6 sierpnia 2012

Co pod prysznic(em)...- Biotherm Eau Pure

Prócz okropnego pająka pod moim prysznicem (siedzi za wysoko żebym go hmmm "usunęła") od maja jest i żel pod prysznic Biotherm Eau Pure.

Od lewej: mleczko do ciała, żel pod prysznic

Bardzo letni zapach, bardzo cytrusowy i odświeżający - co jest bardzo ważne szczególnie z rana. Nuty zapachowe (mgiełki do ciała, ale myślę że takie podobne ma żel i mleczko do ciała): limonka, kiwi, rabarbar, grejpfrut, cytryna, zielona herbata, lotos, paczula, piżmo, mech dębów. Jak na żel przystało jest przezroczysty, delikatnie się pieni i jest bardzo wydajny. Zapach długo utrzymuje się na skórze. Opakowanie zaopatrzone w pompkę co ułatwia dozowanie, bardzo pomocne szczególnie pod prysznicem.
Po prysznicu jest nawilżanko :) używam mleczka do ciała z tej samej serii.
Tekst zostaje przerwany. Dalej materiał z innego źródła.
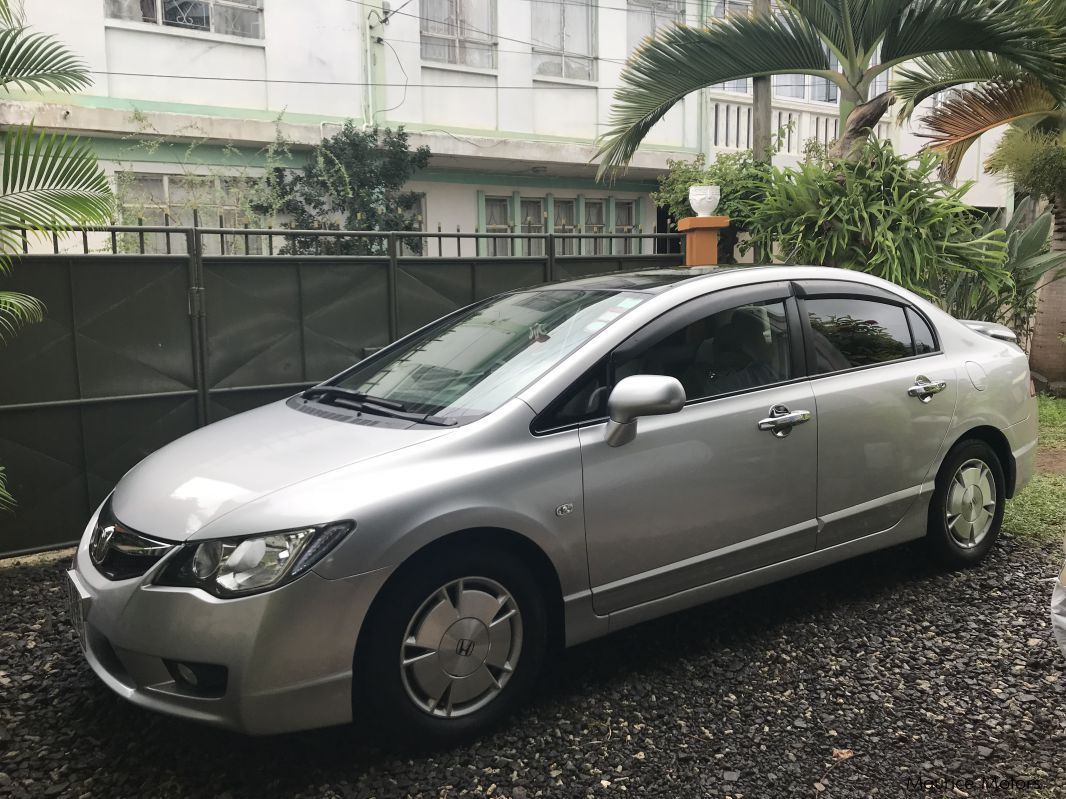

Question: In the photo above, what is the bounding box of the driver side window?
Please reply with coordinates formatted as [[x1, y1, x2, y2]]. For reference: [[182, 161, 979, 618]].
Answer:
[[614, 299, 793, 401], [534, 296, 794, 433]]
Mleczko dobrze nawilża moja skórę, łatwo się wchłania i nie pozostawia tłustej warstwy, jest bardzo lekkie a przy tym bardzo wydajne. Dodatkowo wzmacnia zapach żelu i pobudka pod prysznicem gwarantowana. Zestaw kupiłam na lotnisku (w cenie promocyjnej) i myślę że od czasu do czasu wrócę do tych kosmetyków ale może wypróbuję inną linią zapachową. Nie zmienia to faktu, że z Eau Pure się polubiłam i bardzo polecam:)

5 komentarzy:

  1. to limitowanka, więc na jeden sezon podobno:) W D. wyprzedana niemal doszczętnie:P Błękit był najlepszy:)Choc pomarańczka i różowa seria tez niezła.

    OdpowiedzUsuń
    Odpowiedzi
    1. pozostałe też są niezłe ale ten najlepszy jest na lato, przynajmniej dla mnie;)

      Usuń
  2. A jak z ceną?
    Rany, jakby u mnie wisiał pająk, musiałby zostać natychmiast usunięty! wrr...

    OdpowiedzUsuń
    Odpowiedzi
    1. Widziałam żel w douglasie po 99pln ale nie widziałam tego mojego (tak jak 4premiere napisała podobno rozeszły się bardzo szybko), niestety nie pamiętam ile kosztowało mleczko :/ a pająka już nie ma ;) nie znoszę pająków!